I wanted to change the subject, to ask Jinpei about Jinpei. But what do you ask someone like this? 

"Something wrong?"

"I'm trying to think of something to ask you that wasn't featured in People magazine," I said.

He laughed, then filled my glass. "The price of fame."

"Does your team still get together a lot?"

"Not often. Maybe two or three times a year. I wish it was more."

"You're really family with your old team?"

"As close to family as I've got."

He didn't offer any more, but he didn't ask any more either. We spent the rest of dinner and dessert in small talk. By the time we walked to the car, I realized I'd had most of the wine at dinner.

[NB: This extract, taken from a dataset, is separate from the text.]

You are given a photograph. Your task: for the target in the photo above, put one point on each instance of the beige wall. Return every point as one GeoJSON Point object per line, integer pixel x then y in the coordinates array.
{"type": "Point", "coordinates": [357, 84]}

He offered me an arm and held the door open for me again, like a gentleman. He didn't drive me straight home, but instead took the road along the coast before driving back into town. I leaned back against the headrest, letting the wind pull at my hair, and I watched him. The lights whirled behind him and played over his young-old face. I wanted to kiss his cheek, but I was sure it was the wine, even though  my head was starting to clear.

He walked me to the door, and I stood to face him on the porch. "Would you like to come in?"

"No, I have some work to finish tonight. I enjoyed this."

"I did too. Best interrogation I've ever survived." That made him smile. "Thank you for dinner."

"Can I see you again?"

For a split second, my mouth dropped open. I closed it. "Sure."

"I've got your number."

"You've got my number."

From the inside of his coat, he pulled out a metal case and took out a card. "And now you have mine. I'm sure there are stories you want to hear, right?"

"Y-yeah. Yes, I do."

"Good night, Christina." He put a hand on my shoulder, and then he was gone. Next I saw him waiting by his car for me to go inside.

Slowly, I unlocked the front door and opened it. Cynthia was waiting just inside, hovering. No doubt she'd been watching through the window. By the time I turned back toward the street, his car was gone.